Saturday, 10 April 2021

PM Italia menyebut Erdogan sebagai diktator

PM Italia menyebut Erdogan sebagai diktator

PM Italia menyebut Erdogan sebagai diktator
















Perdana Menteri Italia Mario Draghi, kanan, mengkritik Presiden Turki Recep Tayyip Erdogan atas pengaturan tempat duduk selama pertemuan sebelumnya dengan para pejabat Eropa. (AFP)












Perdana Menteri Italia, Mario Draghi, pada hari Kamis menggambarkan Presiden Turki Recep Tayyib Erdogan sebagai seorang diktator, dalam pernyataannya yang berisiko semakin memperburuk hubungan UE-Turki.

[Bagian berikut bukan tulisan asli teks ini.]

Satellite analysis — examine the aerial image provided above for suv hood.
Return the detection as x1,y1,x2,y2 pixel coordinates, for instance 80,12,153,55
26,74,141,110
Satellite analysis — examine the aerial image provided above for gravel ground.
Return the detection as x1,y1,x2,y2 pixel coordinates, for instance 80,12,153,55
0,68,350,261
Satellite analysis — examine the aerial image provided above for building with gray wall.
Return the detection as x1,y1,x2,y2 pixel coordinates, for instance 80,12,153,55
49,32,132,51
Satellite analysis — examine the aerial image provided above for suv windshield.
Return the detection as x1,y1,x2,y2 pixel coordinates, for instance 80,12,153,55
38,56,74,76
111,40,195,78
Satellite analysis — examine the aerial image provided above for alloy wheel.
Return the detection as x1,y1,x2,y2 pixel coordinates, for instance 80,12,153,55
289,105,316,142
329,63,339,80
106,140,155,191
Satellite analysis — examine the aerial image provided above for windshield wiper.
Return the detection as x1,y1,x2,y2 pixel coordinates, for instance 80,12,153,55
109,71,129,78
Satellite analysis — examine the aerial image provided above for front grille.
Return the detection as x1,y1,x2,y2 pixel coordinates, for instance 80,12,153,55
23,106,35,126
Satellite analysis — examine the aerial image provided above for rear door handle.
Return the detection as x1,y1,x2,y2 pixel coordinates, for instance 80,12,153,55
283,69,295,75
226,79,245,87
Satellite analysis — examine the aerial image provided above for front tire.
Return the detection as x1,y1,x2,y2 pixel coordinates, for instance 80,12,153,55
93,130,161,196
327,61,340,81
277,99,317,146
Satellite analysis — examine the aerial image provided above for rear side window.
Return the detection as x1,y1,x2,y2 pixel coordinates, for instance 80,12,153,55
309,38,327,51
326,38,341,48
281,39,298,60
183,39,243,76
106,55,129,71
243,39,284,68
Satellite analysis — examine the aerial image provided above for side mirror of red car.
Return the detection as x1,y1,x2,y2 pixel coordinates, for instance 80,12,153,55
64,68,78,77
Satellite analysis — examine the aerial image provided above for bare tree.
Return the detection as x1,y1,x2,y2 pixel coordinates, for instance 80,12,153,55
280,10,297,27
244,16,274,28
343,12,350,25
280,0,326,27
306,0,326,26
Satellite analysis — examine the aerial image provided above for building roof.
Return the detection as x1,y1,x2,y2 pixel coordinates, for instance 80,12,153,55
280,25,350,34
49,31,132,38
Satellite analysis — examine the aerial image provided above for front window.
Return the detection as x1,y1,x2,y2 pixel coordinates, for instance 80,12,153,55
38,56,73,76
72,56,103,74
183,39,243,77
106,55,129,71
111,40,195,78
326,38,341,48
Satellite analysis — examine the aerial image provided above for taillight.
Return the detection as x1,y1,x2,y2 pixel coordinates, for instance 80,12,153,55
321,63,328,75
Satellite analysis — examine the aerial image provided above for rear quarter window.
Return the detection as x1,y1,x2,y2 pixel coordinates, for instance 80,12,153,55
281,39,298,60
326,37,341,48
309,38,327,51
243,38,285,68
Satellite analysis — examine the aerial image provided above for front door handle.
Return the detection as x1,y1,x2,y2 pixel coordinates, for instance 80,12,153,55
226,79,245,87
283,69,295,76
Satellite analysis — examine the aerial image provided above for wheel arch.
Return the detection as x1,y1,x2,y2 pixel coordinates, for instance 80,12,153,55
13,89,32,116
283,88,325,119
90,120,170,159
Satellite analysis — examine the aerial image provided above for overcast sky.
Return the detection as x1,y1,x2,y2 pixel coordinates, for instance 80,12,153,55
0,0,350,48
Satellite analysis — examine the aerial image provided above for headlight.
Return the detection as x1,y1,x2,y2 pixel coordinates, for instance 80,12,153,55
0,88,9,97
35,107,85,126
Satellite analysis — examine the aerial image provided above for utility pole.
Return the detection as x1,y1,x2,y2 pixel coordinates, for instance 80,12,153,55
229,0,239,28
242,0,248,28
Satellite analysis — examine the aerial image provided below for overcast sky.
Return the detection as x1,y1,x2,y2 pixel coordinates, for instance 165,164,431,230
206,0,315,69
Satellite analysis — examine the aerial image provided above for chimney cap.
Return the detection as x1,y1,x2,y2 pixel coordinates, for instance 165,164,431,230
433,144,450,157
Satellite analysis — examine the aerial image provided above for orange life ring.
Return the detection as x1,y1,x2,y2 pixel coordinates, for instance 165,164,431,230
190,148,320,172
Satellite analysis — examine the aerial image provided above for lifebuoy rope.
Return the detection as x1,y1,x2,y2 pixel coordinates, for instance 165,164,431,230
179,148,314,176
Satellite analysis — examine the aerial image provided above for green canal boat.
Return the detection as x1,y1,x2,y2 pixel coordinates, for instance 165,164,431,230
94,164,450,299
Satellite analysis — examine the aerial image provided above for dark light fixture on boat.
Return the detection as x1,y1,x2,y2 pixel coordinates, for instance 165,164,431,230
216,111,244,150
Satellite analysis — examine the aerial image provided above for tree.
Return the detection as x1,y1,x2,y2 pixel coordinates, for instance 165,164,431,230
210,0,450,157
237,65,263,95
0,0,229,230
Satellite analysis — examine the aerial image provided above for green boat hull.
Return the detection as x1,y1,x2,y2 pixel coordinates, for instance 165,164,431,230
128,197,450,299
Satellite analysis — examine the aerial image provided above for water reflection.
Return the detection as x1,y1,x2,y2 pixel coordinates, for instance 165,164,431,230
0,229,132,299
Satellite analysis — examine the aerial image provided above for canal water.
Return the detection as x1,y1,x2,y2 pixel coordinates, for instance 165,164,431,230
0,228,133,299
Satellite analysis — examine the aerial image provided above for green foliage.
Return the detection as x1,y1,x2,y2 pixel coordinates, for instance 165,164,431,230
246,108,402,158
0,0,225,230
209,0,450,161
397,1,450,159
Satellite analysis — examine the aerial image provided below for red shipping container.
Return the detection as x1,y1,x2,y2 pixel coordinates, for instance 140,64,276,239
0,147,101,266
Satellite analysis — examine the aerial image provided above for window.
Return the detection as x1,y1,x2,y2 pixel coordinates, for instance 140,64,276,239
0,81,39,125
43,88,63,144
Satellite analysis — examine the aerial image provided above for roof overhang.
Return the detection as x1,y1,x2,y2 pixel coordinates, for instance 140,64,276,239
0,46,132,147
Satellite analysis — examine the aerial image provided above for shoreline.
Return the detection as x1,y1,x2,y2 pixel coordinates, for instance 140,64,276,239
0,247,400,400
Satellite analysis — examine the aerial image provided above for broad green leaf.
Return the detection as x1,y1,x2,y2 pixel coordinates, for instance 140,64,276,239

Dia berbicara pada konferensi pers setelah ditanya tentang perselisihan diplomatik mengenai pengaturan tempat duduk selama pertemuan antara Erdogan dan Presiden Komisi Eropa Ursula von der Leyen pada hari Selasa.






"Saya sangat menyesal atas penghinaan yang harus diderita presiden komisi dengan ini, mari kita panggil mereka apa adanya, diktator, tetapi dengan siapa kita perlu bekerja sama," kata Draghi kepada wartawan.


Pemimpin Turki itu mendapat banyak kritik setelah gambar menjadi viral tentang von der Leyen yang ditinggalkan tanpa kursi selama pertemuan mereka di Ankara, yang juga termasuk Presiden Dewan Eropa Charles Michel.


Gambar resmi kemudian menunjukkan dia duduk di sofa di seberang Menteri Luar Negeri Turki Mevlut Cavusoglu.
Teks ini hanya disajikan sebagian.